I find myself in agreement with the articles against Taylorism. In the "Aresenal Workers Strike, 1913," Maurice Bowen writes that the use of a stop watch "is humiliating and savors too much of the slave driver." I agree with this statement. Forcing people to work at their maximum limit for long hours will not necessarily make for better wages for the employees. - Melissa Graham

To be fair Melissa, I think workers' rights were pretty low on the totem pole at this time. As is stated in point two on page 280, everything these workers did was standardized, and "common laborers are used." The shop owners simply wanted a means of cheap labor.

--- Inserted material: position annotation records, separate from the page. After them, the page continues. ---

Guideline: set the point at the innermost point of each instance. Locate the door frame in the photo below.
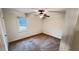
(3, 32)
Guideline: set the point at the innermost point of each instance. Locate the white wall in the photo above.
(34, 25)
(75, 43)
(54, 24)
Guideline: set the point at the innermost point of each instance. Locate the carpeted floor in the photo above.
(41, 42)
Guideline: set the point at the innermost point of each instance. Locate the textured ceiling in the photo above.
(27, 10)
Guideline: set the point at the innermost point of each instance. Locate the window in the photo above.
(22, 23)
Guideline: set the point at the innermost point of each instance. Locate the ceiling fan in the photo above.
(40, 12)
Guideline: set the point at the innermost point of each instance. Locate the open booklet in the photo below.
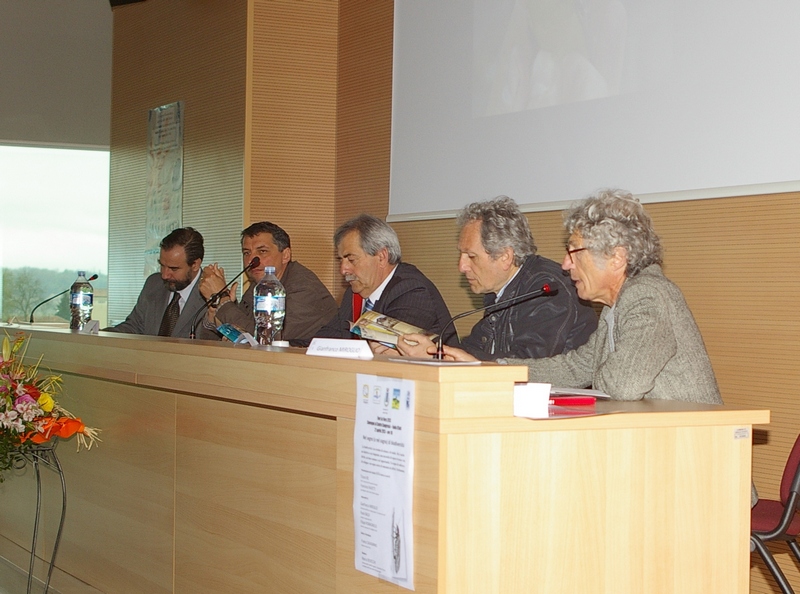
(377, 326)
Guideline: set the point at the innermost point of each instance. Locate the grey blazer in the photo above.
(149, 309)
(658, 351)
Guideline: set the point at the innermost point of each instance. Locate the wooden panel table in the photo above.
(229, 469)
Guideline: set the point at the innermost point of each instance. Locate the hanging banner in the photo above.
(383, 476)
(164, 206)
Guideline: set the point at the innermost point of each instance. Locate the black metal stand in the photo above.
(44, 455)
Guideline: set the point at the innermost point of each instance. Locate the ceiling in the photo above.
(55, 72)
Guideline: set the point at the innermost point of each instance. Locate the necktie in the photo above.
(170, 316)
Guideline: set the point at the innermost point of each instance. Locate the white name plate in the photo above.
(342, 348)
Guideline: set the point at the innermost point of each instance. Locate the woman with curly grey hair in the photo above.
(647, 344)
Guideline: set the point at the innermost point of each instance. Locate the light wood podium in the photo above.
(229, 469)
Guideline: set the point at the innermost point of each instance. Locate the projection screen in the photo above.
(547, 100)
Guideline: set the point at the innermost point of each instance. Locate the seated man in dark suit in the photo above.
(499, 260)
(170, 299)
(369, 254)
(309, 304)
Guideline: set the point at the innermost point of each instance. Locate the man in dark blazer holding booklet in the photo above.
(369, 254)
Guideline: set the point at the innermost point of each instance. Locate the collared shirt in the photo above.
(184, 293)
(503, 288)
(376, 294)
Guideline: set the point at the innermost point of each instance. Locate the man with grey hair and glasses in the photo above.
(498, 259)
(369, 254)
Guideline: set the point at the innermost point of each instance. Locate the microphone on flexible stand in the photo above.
(545, 290)
(215, 297)
(91, 278)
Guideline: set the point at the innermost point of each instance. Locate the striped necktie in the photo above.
(170, 316)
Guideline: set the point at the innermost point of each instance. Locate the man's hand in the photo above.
(212, 281)
(416, 345)
(381, 349)
(419, 345)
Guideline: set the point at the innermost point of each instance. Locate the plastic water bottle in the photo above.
(81, 301)
(269, 307)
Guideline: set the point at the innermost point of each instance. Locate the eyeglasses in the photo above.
(573, 251)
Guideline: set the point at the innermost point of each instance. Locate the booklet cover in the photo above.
(377, 326)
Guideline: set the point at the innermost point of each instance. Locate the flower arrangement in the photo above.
(29, 413)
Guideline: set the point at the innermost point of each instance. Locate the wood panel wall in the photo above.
(167, 51)
(288, 118)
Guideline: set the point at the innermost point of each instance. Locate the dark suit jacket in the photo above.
(149, 309)
(409, 297)
(309, 305)
(539, 327)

I think they were probably counting on their workers breaking down and not meeting the bonus. And really, if workers underperformed, it is not as though their job was so specialized as to make them necessary. Every worker at the factory was expendable. Not to say that this was right, but I guess just...explaining the rationale? -Cash Nelson

While "Indian Canoe Makers vs. An Efficiency Expert" is about the change in factories to make things run quicker etc. I feel it is also a document that describes the decline of traditional customs, in this case for Native Americans. When a traditional craft like canoe making, quilting, instrument making etc is made in factories and taken out of their original setting, cultures that were associated with them start to decline as well or get replaced. Often times, as seen in the article, the new product is not made to the same standards as it originally was. -Lauren Milner

I don't know what it was about the Laundress article, but for some reason it just kind of made me laugh. It all seems like such common sense information, like shortening the walk and using a cordless iron so you're not so limited. It all just makes sense so it kind of makes me wonder, why didn't people think of this before? I know it's kind of a ridiculous question, but I mean, it all seems like such basic stuff. I guess it's that whole "hindsight is 20/20" thing. -Kelly W.